An owner of a video library then declared: Silvio Neubauer is installing a demanding artistic program in his Berlin film gallery and has made a name for it. But this has not spared the decline – since 2008, sales have dropped 70%. "Without a drastic reduction in space and staff costs and a level of self-exploitation upset, we […] no longer exist, "says Neubauer.

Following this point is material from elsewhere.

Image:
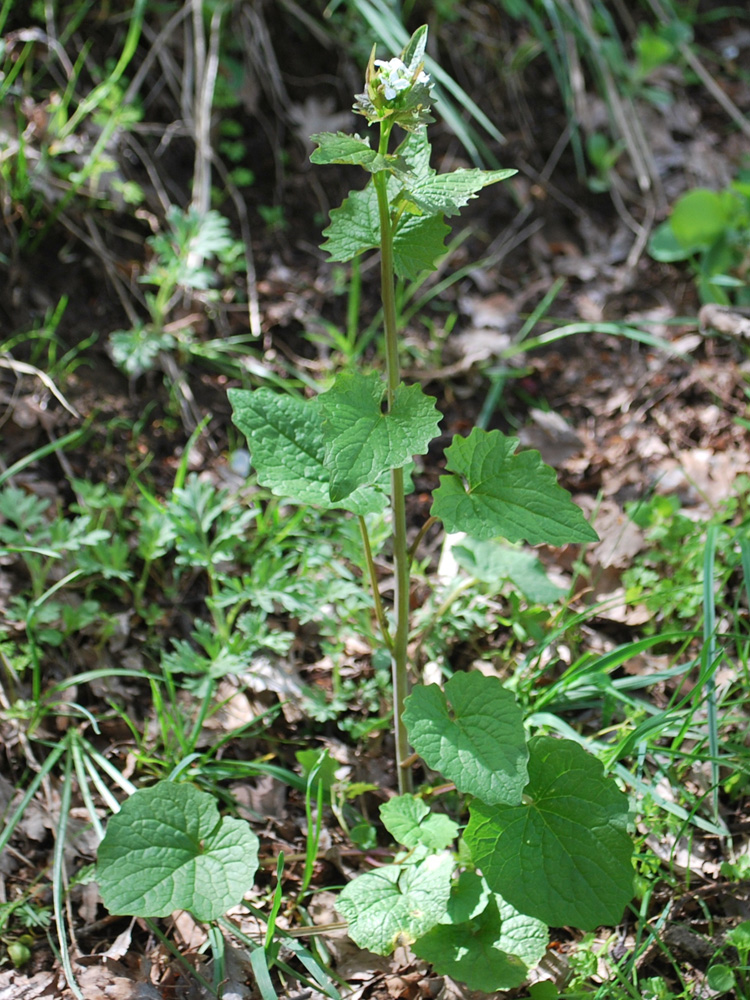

He wrinkles his nose during the streaming competition, which is "very low chest". Their "high-level commercial offer of algorithms" was bad for the cultural offer – "with long-term damage difficult to estimate in the field of education". 27,000 titles are part of the Filmgalerie's media collection, which Neubauer intends to hold in the future. But how He calls the State: According to him, video libraries are extremely important for an independent cultural offer, because their models of preservation promotion could be "maybe the only way out".